O exercício cênico De Solados, da ELT, também segue essa linha, além de ter criado texto e composições em processo colaborativo. A peça-musical narra a história de um grupo de viajantes que atravessa um deserto e, para isso, passaram 20 anos desenvolvendo calçados especiais que serão roubados pouco antes da chegada de um mercador de sapatos, provocando alerta geral. Os grupos ilustram as palavras do professor Felisberto Sabino da Costa (chefe do Departamento de Artes Cênicas da USP): “Espraiando-se em toda a urbe, coletivos partilham não a ideia de uma metrópole policêntrica, mas, talvez, a concepção de uma rede urbana sem um centro determinante e determinado”.
A peça Dias de campo belo é uma viagem interior pelas memórias e sonhos de personagens masculinos que tentam voltar às suas raízes e reafirmar pactos
Outras conversas – A Fascs mostra uma pesquisa do Núcleo 42 de Teatro, que investiga a gestualidade, o som e a encenação por meio do jogo no estudo O Estado Rinoceronte. A peça foi criada a partir da obra O Rinoceronte, de Eugene Ionesco, e textos de Viviane Forrester, Álvaro de Campos e Carlos Drummond de Andrade, propondo uma leitura da metamorfose humana. Já a Unicamp coloca em cena o ensaio Trânsito Livre, um espetáculo improvisado com base na dança contemporânea, criado a partir de perguntas que a plateia propõe na entrada do teatro. Assim, o público se torna coautor e parte indispensável do trabalho. Outro grupo de atores da Unicamp dirige em conjunto o exercício Sou Teu ou Meu?, orientado por Marcello Lazzaratto, baseado no romance Um, Nenhum e Cem Mil, de Pirandello. A ideia da peça é colocar no palco vários “Mins”, vestindo-se de diversos personagens para falar sobre uma pessoa tão desconhecida de nós mesmos, o Eu.

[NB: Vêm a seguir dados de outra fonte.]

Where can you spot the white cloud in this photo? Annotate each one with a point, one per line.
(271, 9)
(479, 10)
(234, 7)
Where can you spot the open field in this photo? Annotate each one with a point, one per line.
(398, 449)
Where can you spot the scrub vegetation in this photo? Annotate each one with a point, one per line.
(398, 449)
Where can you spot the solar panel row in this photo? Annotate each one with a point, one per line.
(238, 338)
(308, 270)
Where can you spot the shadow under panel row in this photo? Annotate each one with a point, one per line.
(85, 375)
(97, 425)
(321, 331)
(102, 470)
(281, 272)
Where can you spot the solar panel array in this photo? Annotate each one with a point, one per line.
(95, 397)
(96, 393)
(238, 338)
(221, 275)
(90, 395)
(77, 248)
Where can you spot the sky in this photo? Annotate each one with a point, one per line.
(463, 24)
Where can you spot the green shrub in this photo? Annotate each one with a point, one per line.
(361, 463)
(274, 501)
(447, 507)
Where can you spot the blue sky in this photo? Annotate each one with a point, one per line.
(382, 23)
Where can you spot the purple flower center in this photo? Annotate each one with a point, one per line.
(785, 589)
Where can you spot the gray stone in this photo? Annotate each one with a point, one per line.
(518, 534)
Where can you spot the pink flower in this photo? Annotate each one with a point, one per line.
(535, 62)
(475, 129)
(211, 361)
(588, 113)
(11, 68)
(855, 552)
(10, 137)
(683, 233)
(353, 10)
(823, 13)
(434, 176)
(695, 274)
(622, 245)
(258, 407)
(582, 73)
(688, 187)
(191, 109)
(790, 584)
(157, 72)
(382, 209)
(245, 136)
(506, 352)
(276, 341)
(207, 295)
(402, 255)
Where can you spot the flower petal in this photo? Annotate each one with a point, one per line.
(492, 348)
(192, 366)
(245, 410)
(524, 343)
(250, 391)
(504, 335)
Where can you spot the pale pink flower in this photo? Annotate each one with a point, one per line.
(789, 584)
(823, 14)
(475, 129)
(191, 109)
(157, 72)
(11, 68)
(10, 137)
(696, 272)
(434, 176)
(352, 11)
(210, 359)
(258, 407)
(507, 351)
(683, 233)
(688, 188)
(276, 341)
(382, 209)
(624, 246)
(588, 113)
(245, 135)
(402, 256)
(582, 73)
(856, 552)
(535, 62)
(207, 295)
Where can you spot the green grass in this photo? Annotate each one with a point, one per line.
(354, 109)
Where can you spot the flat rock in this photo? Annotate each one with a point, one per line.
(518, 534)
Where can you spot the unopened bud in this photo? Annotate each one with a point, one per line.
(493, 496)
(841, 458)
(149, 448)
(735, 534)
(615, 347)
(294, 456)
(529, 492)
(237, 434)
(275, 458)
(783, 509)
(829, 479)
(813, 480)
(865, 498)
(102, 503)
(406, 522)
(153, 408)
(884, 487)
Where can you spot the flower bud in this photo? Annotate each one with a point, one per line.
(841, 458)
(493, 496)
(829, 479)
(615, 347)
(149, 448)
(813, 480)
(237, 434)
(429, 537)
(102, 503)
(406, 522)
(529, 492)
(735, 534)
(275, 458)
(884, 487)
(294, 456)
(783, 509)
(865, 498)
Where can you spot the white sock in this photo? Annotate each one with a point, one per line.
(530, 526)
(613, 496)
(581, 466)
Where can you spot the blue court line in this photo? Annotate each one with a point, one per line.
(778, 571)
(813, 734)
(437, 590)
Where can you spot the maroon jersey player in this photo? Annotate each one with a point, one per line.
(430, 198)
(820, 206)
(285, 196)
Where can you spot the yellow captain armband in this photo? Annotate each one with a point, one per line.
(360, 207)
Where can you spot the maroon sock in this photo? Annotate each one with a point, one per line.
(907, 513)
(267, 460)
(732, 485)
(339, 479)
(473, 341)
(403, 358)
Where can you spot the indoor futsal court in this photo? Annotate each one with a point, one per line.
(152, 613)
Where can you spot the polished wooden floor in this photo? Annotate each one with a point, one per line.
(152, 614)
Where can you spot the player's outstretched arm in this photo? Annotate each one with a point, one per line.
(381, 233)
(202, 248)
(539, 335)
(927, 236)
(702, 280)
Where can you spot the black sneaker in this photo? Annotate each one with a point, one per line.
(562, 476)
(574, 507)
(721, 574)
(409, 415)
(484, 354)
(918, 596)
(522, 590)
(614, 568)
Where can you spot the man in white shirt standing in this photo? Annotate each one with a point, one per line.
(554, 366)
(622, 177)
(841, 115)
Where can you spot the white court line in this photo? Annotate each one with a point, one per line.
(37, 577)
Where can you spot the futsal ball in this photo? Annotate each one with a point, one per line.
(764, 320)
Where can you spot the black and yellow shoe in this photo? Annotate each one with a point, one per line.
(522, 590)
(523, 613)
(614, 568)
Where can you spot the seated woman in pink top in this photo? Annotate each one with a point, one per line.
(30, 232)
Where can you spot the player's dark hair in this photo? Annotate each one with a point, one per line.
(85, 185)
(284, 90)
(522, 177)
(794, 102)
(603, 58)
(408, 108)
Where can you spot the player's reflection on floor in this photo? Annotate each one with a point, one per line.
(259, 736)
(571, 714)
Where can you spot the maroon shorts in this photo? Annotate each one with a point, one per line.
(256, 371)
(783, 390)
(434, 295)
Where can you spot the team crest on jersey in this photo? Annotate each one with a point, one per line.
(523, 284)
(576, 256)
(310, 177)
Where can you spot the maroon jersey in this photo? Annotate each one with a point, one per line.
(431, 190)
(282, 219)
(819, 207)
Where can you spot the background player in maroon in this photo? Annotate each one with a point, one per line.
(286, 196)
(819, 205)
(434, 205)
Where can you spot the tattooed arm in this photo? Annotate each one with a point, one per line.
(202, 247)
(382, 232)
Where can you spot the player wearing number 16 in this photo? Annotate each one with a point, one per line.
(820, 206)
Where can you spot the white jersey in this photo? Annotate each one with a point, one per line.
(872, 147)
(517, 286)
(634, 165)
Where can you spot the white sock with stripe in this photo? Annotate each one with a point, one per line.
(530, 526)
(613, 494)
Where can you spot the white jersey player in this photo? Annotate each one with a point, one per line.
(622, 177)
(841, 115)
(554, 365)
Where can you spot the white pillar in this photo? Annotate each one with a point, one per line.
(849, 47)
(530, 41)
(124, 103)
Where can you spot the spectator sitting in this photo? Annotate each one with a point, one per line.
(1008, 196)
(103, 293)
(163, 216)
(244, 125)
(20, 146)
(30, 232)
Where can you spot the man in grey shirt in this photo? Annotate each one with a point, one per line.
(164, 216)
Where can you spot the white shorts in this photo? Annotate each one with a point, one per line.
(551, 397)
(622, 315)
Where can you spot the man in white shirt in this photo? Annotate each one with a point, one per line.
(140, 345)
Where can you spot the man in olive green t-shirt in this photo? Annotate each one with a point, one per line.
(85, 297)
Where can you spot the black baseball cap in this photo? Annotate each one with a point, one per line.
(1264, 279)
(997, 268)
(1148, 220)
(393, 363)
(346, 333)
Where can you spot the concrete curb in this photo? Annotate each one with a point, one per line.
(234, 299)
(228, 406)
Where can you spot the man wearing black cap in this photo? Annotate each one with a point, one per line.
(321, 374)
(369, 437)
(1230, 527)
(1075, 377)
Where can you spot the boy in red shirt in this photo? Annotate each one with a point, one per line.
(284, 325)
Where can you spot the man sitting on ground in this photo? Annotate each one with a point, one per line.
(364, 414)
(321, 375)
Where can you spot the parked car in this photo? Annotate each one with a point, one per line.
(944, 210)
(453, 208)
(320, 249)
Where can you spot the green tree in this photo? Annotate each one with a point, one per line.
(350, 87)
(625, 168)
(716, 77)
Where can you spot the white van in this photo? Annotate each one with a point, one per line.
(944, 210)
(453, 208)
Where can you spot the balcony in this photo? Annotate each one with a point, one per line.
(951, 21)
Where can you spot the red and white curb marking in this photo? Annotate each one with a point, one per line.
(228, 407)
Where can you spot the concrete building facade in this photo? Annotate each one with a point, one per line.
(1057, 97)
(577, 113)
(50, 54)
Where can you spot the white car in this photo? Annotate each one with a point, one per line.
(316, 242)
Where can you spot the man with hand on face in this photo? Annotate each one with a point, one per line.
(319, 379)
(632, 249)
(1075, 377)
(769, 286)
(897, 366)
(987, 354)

O Centro de Pesquisa em Experimentação Cênica do Ator (Cepeca) da USP também participa da mostra, abrindo espaço para que artistas-pesquisadores mostrem seus resultados cênicos e um breve esboço de seus processos de criação. Serão apresentados estudos como Pina, Nelson, Kieslowski e Eu: Cada Hora É um Gente que Coisa Doida; Dramaturgia de uma Nau de Loucos: Uma Possibilidade Cênica; e Invasão de Privacidade como Processo de Pesquisa e Espetáculo. Encerrando a programação, Elias Andreato apresenta o espetáculo Doido, uma coleção de confissões sobre a condição de ator, unindo a suas próprias palavras trechos de poemas de Manuel Bandeira e excertos de Antonin Artaud, uma homenagem a todos os seus colegas de profissão.
A mostra começa nesta terça e vai até 4 de maio, de quarta a segunda, sempre às 20h, no Tusp (r. Maria Antonia, 294, Consolação). Informações pelo tel. 3255-7182, ramais 41 e 42. Entrada franca. Programação completa em www.usp.br/tusp/index.php.